To compare the M variation using SSB with the average normalized intensity ΔI/I₀ of the MRI signal, the normalized variation ΔM/ΔM_max of the SSB signals was employed (Figure 4D). In this study, ΔM was defined as the difference of M before and after the injection, and ΔM_max was ΔM at 24 hours. However, ΔM/ΔM_max for anti-CEA MFs and MFs without antibodies was defined as 0 because both ΔM and ΔM_max at 24 hours were considered 0. The trends of ΔI/I₀ by MRI and ΔM/ΔM_max using SSB over time between anti- AFP MF, anti-CEA MF, and MF without antibodies agree favorably, except for the positive and negative variation. This implied that the magnetic labeling of anti-AFP MNPs binding to liver tumors expressed the following two magnetic characteristics: the negative variation of I in MRI is the distortion of the imaging field in the tumor region caused by the more superior susceptibility of MNPs than neighbor tissue, and the positive variation of M is the increase of AC susceptibility because of higher AC susceptibility of MNPs than neighbor tissue. Therefore, tumor examination based on magnetic labeling could be extended for not only preoperative but also intraoperative diagnosis.

Biopsy tests

HE staining showed that all the biopsies (Figure 5) were obtained from the tumor tissue by observing the morphology. For the same biopsy, the results of Prussian blue staining showed that the number of blue spots (ie, Fe³⁺ ions) totaled a maximum at approximately 24 hours, and decreased over time for anti-AFP MF. However, no blue spots were found for MF without antibodies and anti-CEA MF. In this study, these Fe³⁺ ions resulted from degraded MNPs with Fe₃O₄ material using diluted hydrochloric acid during the standard procedure of HE staining. Furthermore, the results of anti-AFP staining showed a similar distribution of brown spots to that of blue spots. The time variations in amount of brown spots and blue spots were the same. The favorable agreement between Prussian blue staining and anti-AFP staining indicates that complete MNPs with anti-AFP coating were distributed on the liver tumor tissue. In addition, the favorable agreement between the biopsy results and both magnetic examinations of MRI and SSB proves that anti- AFP MNPs expressed different magnetic characteristics of magnetic labeling.
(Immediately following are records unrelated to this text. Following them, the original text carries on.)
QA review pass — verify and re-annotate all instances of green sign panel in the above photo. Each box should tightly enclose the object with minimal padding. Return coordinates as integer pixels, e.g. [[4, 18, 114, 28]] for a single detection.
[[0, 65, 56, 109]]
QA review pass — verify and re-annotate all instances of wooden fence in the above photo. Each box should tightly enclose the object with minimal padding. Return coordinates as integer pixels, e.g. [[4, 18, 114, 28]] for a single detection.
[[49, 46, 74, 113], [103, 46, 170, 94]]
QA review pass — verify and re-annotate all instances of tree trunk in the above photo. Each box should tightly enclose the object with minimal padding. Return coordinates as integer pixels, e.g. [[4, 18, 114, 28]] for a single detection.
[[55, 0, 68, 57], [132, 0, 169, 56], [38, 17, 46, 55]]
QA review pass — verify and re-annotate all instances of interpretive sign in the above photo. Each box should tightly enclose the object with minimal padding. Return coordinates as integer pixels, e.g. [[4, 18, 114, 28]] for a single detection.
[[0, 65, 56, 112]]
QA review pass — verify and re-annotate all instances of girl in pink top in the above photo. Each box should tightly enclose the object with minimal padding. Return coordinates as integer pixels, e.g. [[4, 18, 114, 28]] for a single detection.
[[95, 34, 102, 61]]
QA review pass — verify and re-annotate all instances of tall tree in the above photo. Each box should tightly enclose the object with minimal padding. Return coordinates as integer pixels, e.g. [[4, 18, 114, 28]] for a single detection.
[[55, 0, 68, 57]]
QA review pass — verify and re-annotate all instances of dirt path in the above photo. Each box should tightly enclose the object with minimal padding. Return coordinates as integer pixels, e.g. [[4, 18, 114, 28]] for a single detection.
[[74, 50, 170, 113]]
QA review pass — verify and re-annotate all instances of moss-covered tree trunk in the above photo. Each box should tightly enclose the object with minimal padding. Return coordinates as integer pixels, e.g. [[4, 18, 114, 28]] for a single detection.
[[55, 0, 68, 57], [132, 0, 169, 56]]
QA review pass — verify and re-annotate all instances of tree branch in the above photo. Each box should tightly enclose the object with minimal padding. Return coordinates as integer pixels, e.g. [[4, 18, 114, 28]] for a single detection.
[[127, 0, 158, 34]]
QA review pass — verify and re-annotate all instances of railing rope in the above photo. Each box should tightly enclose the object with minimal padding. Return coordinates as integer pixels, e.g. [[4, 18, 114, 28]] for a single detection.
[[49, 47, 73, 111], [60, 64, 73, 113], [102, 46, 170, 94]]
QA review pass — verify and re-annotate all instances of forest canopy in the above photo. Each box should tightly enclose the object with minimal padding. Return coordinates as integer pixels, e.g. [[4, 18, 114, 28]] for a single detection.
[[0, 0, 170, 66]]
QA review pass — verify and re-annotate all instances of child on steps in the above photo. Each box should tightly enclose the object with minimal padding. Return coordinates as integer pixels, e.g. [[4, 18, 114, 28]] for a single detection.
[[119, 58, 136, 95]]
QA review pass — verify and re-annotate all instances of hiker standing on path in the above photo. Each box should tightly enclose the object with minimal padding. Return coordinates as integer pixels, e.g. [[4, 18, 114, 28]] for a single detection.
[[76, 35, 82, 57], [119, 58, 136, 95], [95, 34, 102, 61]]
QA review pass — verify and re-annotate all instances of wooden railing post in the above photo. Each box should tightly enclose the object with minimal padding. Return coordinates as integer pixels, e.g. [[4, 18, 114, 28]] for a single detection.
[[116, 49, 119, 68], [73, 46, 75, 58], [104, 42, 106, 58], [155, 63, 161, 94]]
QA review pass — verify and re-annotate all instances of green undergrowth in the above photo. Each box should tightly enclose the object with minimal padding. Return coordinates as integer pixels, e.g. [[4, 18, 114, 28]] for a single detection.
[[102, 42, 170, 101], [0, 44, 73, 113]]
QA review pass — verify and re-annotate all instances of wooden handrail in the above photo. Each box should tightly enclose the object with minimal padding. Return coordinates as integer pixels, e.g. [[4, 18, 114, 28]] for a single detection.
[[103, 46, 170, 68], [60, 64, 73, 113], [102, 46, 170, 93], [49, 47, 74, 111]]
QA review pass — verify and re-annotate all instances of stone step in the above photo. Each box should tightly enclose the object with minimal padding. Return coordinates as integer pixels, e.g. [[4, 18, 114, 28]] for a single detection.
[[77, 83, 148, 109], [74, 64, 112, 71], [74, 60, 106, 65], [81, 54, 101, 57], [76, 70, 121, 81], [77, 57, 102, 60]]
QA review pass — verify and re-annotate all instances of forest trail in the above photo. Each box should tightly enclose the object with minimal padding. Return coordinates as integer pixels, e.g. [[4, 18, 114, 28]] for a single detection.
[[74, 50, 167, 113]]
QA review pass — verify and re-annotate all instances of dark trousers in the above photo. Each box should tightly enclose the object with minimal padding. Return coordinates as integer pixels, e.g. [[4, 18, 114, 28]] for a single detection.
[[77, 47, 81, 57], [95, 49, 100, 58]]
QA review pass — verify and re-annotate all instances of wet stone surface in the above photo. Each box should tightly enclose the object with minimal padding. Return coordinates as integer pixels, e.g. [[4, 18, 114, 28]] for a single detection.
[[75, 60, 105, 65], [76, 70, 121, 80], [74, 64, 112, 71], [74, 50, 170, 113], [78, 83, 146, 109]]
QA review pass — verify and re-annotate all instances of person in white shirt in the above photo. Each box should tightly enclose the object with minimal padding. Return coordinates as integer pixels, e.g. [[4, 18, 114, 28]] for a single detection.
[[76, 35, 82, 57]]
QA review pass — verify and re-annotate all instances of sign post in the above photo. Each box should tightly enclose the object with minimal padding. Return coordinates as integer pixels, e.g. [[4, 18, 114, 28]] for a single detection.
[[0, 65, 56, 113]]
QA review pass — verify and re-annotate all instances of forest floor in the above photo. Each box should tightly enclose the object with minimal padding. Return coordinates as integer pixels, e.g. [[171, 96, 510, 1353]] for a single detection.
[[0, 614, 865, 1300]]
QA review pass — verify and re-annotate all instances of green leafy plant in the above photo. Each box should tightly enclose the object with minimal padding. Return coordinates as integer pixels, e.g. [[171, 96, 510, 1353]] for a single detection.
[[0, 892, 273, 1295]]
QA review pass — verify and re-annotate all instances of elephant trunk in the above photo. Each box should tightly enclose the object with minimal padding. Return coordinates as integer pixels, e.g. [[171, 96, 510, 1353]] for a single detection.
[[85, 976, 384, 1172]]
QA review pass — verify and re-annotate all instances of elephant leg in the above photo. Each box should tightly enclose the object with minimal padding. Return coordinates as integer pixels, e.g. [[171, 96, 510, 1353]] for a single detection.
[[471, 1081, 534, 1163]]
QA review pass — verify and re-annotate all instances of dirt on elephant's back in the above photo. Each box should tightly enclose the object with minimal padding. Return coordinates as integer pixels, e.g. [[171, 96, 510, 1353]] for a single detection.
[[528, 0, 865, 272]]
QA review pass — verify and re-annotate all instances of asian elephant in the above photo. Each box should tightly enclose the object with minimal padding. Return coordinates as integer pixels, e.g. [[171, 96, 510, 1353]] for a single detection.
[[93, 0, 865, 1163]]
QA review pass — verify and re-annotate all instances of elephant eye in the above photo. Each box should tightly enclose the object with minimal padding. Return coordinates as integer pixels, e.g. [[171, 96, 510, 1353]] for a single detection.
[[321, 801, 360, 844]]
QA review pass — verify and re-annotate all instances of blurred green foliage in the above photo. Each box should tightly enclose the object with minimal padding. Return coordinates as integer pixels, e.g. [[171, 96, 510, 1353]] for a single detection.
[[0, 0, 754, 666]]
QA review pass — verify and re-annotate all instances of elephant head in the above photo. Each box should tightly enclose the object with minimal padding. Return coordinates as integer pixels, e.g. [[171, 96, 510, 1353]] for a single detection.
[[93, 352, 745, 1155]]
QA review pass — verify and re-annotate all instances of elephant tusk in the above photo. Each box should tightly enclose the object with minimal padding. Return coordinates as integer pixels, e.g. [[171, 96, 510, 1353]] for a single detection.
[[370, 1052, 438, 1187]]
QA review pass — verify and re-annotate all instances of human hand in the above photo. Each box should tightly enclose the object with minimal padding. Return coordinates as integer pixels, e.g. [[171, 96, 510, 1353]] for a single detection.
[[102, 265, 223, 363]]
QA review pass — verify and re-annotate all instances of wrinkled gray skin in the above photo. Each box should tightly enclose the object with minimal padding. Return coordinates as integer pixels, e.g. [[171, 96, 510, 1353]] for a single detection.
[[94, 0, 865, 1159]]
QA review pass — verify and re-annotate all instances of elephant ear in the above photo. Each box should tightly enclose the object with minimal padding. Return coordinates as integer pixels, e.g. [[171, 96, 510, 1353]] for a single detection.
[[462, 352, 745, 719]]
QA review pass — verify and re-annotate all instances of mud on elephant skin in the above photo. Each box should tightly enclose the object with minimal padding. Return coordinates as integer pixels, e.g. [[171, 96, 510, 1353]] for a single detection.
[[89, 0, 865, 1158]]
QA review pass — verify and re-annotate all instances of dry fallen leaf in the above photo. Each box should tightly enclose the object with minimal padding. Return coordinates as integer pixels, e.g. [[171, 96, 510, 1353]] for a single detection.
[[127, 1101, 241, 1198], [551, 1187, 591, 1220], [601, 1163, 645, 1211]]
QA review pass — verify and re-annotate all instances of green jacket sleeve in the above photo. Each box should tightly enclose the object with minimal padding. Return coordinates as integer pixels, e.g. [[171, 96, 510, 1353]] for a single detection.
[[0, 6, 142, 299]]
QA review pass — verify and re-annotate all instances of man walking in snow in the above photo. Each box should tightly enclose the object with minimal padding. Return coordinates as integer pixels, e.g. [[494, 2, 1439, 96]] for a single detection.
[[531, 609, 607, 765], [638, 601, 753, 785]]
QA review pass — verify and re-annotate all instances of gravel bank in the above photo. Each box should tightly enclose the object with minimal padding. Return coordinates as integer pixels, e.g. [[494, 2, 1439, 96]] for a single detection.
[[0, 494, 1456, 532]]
Figure 5 HE stain and Prussian blue stain of liver tumor tissue after the injection of MFs (magnification ×400).

Abbreviations: HE, hematoxylin and eosin; AFP, alphafetaprotein; MF, magnetic fluid; CEA, carcinoembryonic antigen.

Conclusion

All the results of the in-vivo examinations of MRI and SSB and biopsy assays exhibit the same dynamics of magnetic labeling. This study verified that simple MNPs with anti-AFP coating expressed magnetic characteristics of AC susceptibility other than the distortion of the imaging field. Therefore, SSB based on the examination of AC susceptibility can be used as the instruments of intraoperative examination or other clinical requirements, extending the utilities of single magnetic modal MNPs.

Acknowledgments

This work was supported by the National Science Council, Taiwan, under grant numbers (100-2112-M-003- 010-), (99-2112-M-003-014-), (100-2120-M-002-015-), (100-2221-E-003-013-), (99-2112-M-002-017-MY3), and (98-2221-E-003-001-MY2), and by the Department of Health, Taiwan, under grant numbers (DOH99-TD-N- 111-008), (DOH100-TD-N-111-008), and (DOH101-TD-N- 111-004). Thank you to 7T Animal MRI Core Laboratory of the Neurobiology and Cognitive Science Center, National Taiwan University, Taipei, Taiwan, for technical and facility support.

Disclosure

The authors report no conflicts of interest in this work.